Designs of BPA guideline-compliant, reproductive toxicity studies (e.g., Ema et al. 2001; Tyl et al. 2002, 2008c) and other comprehensive studies (e.g., Ashby et al. 1999; Cagen et al. 1999; Howdeshell et al. 2008) include adverse end points that would result from effects, and in some cases include effects themselves, reported by the small, exploratory research studies. The striking conclusion is that none of these guideline-compliant or comprehensive studies, regardless of sponsorship, has been able to replicate effects reported for low-dose BPA on prostate or other male/female reproductive structures or functions. The novel, nonvalidated end points evaluated by small, basic research studies were not evaluated in the guideline-compliant studies, but any adverse consequences from them, as required for risk assessment, were sought and not found.

Weight of Evidence

During weight-of-evidence evaluations, experts evaluate relevant articles and reports, with certain study designs and/or end points assigned greater/lesser weight. A number of BPA weight-of-evidence assessments (e.g., EFSA 2006; Goodman et al. 2006, 2008a, 2008b; Gray et al. 2004; Willhite et al. 2008) concur that studies do not support the hypothesis that low-dose oral BPA adversely affects human reproductive/developmental health.

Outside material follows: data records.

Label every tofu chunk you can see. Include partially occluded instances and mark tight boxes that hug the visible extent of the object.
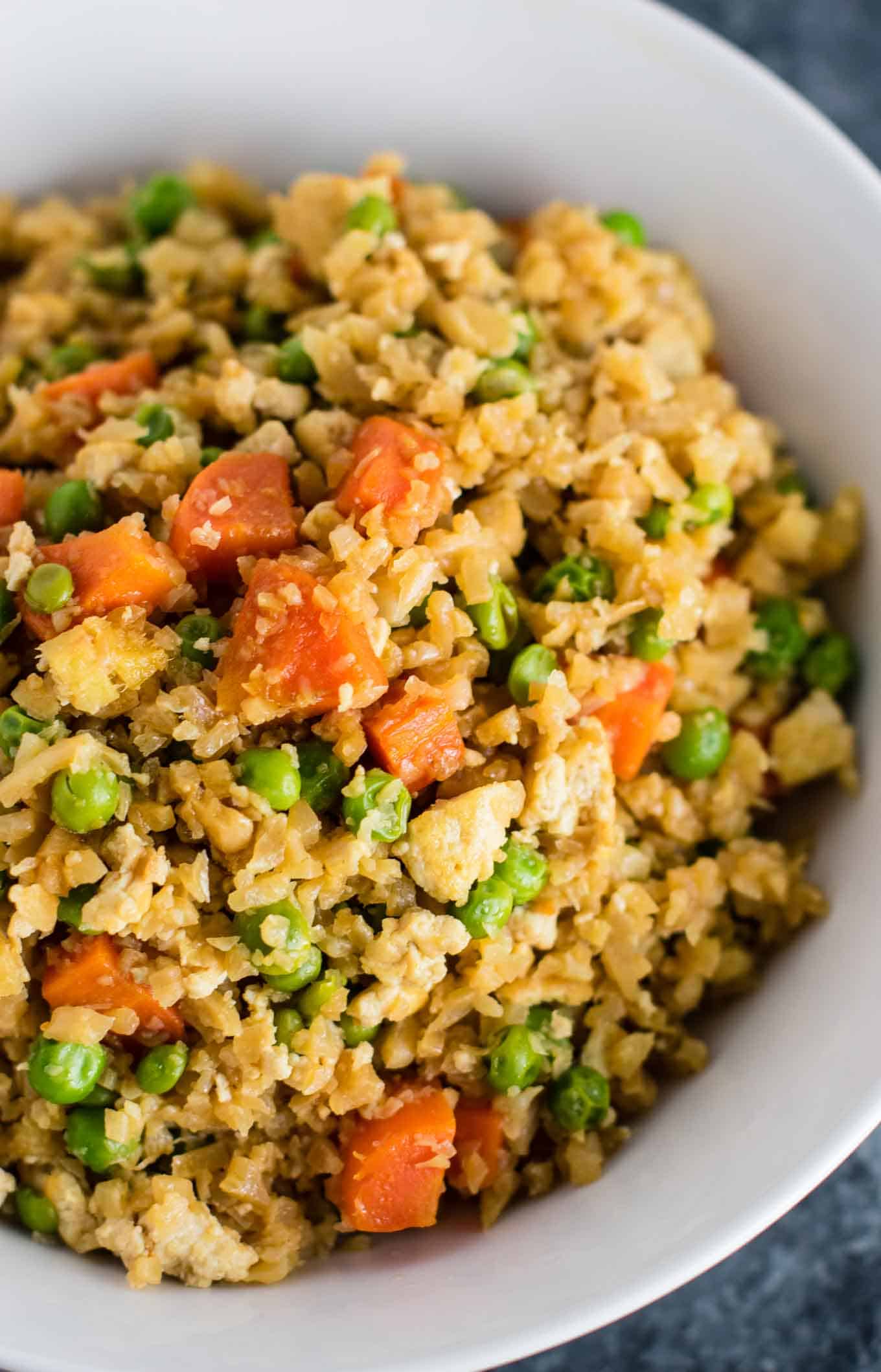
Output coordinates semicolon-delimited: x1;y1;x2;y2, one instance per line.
772;690;854;786
393;781;525;906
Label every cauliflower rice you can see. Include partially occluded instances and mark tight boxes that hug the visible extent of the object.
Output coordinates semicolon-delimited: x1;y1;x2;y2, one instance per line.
0;153;860;1287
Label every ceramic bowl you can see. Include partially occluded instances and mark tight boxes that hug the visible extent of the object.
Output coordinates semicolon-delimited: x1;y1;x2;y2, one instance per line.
0;0;881;1372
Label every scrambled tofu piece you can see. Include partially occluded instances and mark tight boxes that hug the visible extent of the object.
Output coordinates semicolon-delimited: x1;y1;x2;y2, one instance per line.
118;1177;257;1287
349;908;471;1025
393;781;524;906
772;690;854;786
520;719;615;838
40;608;178;715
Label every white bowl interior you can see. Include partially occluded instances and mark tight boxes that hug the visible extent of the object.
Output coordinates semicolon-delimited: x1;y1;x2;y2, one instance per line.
0;0;881;1372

Ad hominem attacks are not appropriate or helpful in discussions of scientific and regulatory concerns. This controversy can be resolved only if the debate returns to a professional level (Sagan 1996). To include new end points for hazard/risk assessment, we must validate the end points through rigorous regulatory acceptance processes, and replicate basic study effects using guideline studies. Success in validating relevant new end points, as well as performance of studies to follow early changes to subsequent adverse consequences in vivo, may provide “phenotypic anchoring” needed to use such end points for future hazard evaluations and risk assessments.


In Table 1 of the original manuscript published online, the age of F1 animals at termination was given as 16 weeks. The animals actually ranged in age from 16 to 19 weeks, based on time during the cohabitation period that mothers were inseminated and when pups were delivered [Tyl RW. Ages of mice in the two-generation BPA study (Letter). Toxicol Sci (in press)]. The table has been corrected here.